I have worked continuously since I began shoveling neighbors' sidewalks for 50 cents an hour when I was 11 years old. My first real job, for a paycheck, was washing pots and pans at 75 cents an hour when I was 13. So don't presume that I was a child of privilege. And don't presume, simply because it feeds your sick, twisted politicized world view, that I am not grateful for those who have stood by me and supported me.
The girls my wife is working with would not be in her program if they did not want to better themselves and become healthy, self-reliant adults. What do you know about them??? "They already know they are seen as contemptible and lazy."??? Shame on you!!! No, you simply think you know that, because as a Kool-Aid drinking liberal, you need to validate your morality by demonizing those whose morality is based on sources of authority that your repressive tolerance repudiates.
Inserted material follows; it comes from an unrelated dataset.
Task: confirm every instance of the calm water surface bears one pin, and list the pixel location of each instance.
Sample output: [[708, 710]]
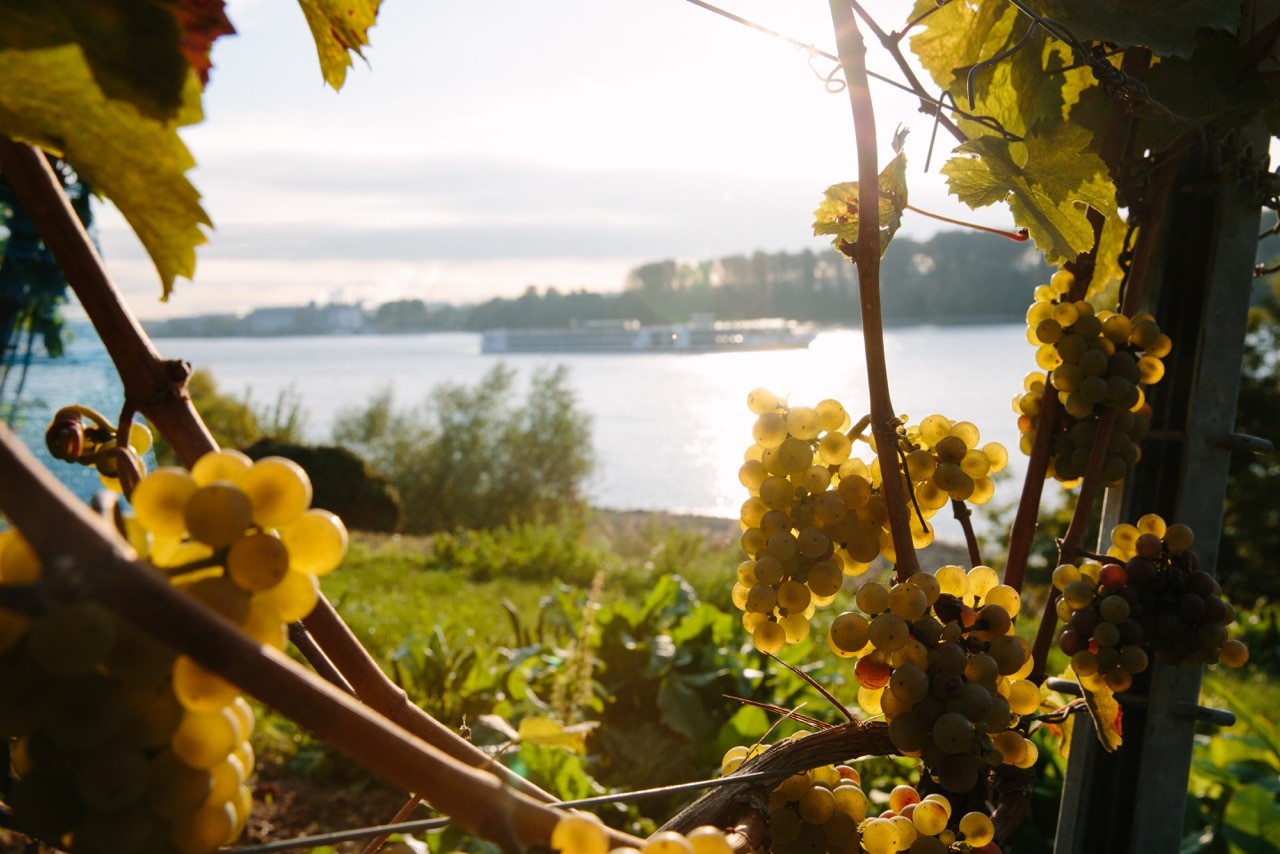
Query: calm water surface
[[668, 429]]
Here is someone who speaks, supports and acts on behalf of those who are on skid row. These so-called dropouts of society have all the odds stacked against them, together with the usual shortcomings – they have lost hope. Giving them a second, third or fourth chance to make something of their lives is honourable and admirable to say the least. In fact most often they get insulted and put down for been poor or for not able to get back on their feet. They are accused of – being lazy, incompetent, wasting state coffers, being good for nothing, etc, etc, blah, blah, blah. All they can really do when treated or dissed this way is to shut up and bow their heads in shame. The 'least of these' need someone to speak for them and to stand by them and lift them up so they can face life's rough journey, live another day and have hope for tomorrow. Most of those who come down hard on them are just the talkers who do nothing else but talk. Thank God for the walkers!
Nathan,
You misunderstood me. I was implying that your wife is doing the work she does because she sees and projects the best in everyone which is the hope they need from someone to achieve. It was not your wife's attitude, but the attittitude of many who have written off such people as being too lazy or careless to be worthy of help. If she had felt they were unworthy she would not be involved with them and helping them to succeed.
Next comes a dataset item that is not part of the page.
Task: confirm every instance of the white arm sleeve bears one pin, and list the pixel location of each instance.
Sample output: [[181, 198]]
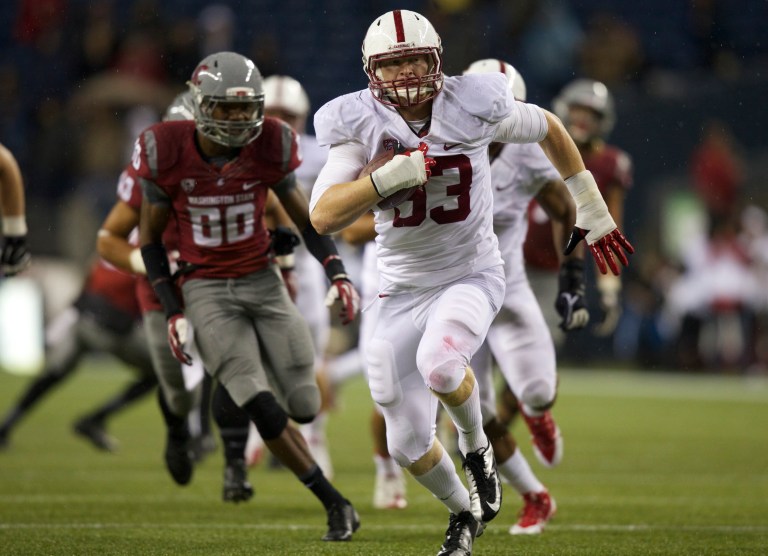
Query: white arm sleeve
[[344, 164], [526, 124]]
Just the opposite: I believe they can be helped but it is those who have called them takers" and dependent and are taking no responsibility for their lives was a very prominent part of a private speech by one of the presidential nominees in a talk to his wealthy peers, not scripted for his campaign audiences. This portrayed quite vividly the attitude of those "who got theirs" and any one can do the same
.
I stand on the side of the oppressed, those who have been forgotten in the "me-too" society who are only out to gain both money and fame. Is that clear? Can I be more transparent?
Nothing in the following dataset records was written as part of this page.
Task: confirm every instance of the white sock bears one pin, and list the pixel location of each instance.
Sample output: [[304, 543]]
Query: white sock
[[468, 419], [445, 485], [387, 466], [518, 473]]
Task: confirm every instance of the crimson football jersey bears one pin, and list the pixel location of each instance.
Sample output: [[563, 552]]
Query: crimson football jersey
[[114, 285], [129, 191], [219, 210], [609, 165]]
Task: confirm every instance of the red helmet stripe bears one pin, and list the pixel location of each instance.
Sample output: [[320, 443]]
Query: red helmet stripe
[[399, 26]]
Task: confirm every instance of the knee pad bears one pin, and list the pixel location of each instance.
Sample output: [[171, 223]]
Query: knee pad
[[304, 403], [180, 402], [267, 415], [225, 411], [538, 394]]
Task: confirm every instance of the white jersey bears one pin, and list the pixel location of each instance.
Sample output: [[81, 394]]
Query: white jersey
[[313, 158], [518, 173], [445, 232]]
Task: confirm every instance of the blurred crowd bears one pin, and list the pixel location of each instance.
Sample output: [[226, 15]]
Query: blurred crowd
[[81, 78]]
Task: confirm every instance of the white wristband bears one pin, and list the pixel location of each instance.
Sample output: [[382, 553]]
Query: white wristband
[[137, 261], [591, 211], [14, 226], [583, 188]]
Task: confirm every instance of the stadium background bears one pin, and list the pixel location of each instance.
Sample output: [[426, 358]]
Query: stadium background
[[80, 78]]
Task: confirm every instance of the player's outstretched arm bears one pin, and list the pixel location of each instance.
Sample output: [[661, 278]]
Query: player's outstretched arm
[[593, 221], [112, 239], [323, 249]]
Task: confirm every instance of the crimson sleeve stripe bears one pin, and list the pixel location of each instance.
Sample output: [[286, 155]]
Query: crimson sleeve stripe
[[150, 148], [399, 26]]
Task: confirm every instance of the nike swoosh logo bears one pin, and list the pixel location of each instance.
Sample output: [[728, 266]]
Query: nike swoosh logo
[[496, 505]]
Now, what earl canahan has written in commentary and response is one perspective; partially augmented and partially disputed by Nathan Schilt.
This is off topic, but important nonetheless.
I have a perspective, of course; but will appropriately reserve it for another blog.
As I type this, I am watching a PBS documentary (read ‘liberal,’ to conservatives), entitled Race 2012; which I (reluctantly) recommend.
This documentary is a contemporary examination of race, class, and political power in America.
This is a conversation worth having; one which this forum has demonstrated that it cannot handle and will not fully tolerate.
I know this to be true—without doubt—because the Trayvon Martin conversation was totally terminated/erased as though it never occurred; without an explanation of any kind whatsoever.